Glad to hear things are going so well for your large animal family.

We had pigs when I was a kid and one of the things we fed them was leftover bread and old fruit from the local grocery store. My dad would make a run to town on the day that they cleared the shelves and get a load of it. We had a couple of the biggest pigs the butcher had ever seen. :) It might not hurt to call your local grocery and see if they would be willing to make a similar arrangement.

October 19, 2012 at 9:25 AM  
Blogger LeaningDuckFarm said...

Jenna,
Regarding the bee hive, I've been planning to build and put out a top bar hive in the spring of my own. I've read that you don't have to bring in a new swarm, the bees will just find the hive and move in. Have you heard that as well and is there any truth to that?
Thanks.

October 19, 2012 at 9:35 AM  
Blogger E said...

How old is Monday? Do not underestimate the ability of a young ram lamb to breed. I have a friend who left a 5 month old ram lamb (with a broken leg) in the pen with the ewes - come spring it turned out he had bred them.

October 19, 2012 at 10:16 AM  
Blogger Teri said...

How about the cat that is outdoors? Is she a mouser or do you leave food for her?

October 19, 2012 at 12:08 PM  
Blogger Teri said...

I hope this doesn't post twice, having a time of it with Google. But how is the cat that is outdoors doing? (probably happier) Do you leave food for her or is she a mouser?

October 19, 2012 at 12:10 PM  
Blogger Jenna said...

Lilly, the outdoor cat has not been seen in months. I assume she is gone, either died from a predator or left for another farm.

October 19, 2012 at 1:11 PM  
Blogger Stacey said...

Is Thor one of the roosters going to Freezer Camp? ;)

October 19, 2012 at 4:52 PM  
Blogger Stacey said...

Is Thor one of the roosters going to Freezer Camp? ;)

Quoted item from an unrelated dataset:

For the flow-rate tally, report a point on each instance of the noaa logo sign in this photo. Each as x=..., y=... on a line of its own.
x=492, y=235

October 19, 2012 at 4:52 PM  
Blogger Karen Rickers said...

Jenna, forgive me if this is one of those "How stupid does she think I am?" kind of comments, but here in Ontario, you can sometimes access second hand lumber at no cost. For example, there are a couple of places locally that you can pick up those wooden pallets for free, and also there are old houses, tobacco kilns etc that are essentially free to be stripped for lumber by anyone who has a crowbar and a truck (although you probably have to identify yourself first ... always a polite thing to do, in any case!)

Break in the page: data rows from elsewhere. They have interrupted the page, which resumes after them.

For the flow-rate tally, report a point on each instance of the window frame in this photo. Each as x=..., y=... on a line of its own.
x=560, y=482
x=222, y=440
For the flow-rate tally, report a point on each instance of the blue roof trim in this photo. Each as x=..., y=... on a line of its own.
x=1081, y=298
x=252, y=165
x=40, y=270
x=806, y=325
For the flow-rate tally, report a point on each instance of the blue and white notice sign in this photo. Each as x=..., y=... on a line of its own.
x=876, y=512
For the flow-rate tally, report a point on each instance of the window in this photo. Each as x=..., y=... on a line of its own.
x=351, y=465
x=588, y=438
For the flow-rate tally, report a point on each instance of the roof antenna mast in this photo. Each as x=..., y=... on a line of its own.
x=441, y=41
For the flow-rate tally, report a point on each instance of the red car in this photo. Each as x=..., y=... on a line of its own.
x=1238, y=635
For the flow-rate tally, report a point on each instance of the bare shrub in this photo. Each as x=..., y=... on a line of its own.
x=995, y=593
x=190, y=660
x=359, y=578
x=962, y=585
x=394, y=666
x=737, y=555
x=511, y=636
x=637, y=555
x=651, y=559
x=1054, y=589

Might you be able to source some lumber for your Jasper/Merlin shelter in this way?

There's a website where they discuss all the things you can do with those wooden pallets, including building a chicken coop, so presumably it would work for taller equine structures, with a few more crossbars. :-D Here's the link: http://www.youtube.com/watch?v=WxKCS2JKEY0&feature=related

So glad to here that Jazz is doing better!

October 19, 2012 at 10:16 PM  
Blogger Wanda1950 said...

I knew you would end up a cat lover when George came into your life. I'm glad you have a kitten to see grow up!!

October 19, 2012 at 10:56 PM  
Blogger Jen said...

You can line breed a son to a mother and you wont have any issues. You just never want to do it another generation down, like breed him to a ewe out of his mom sired by him.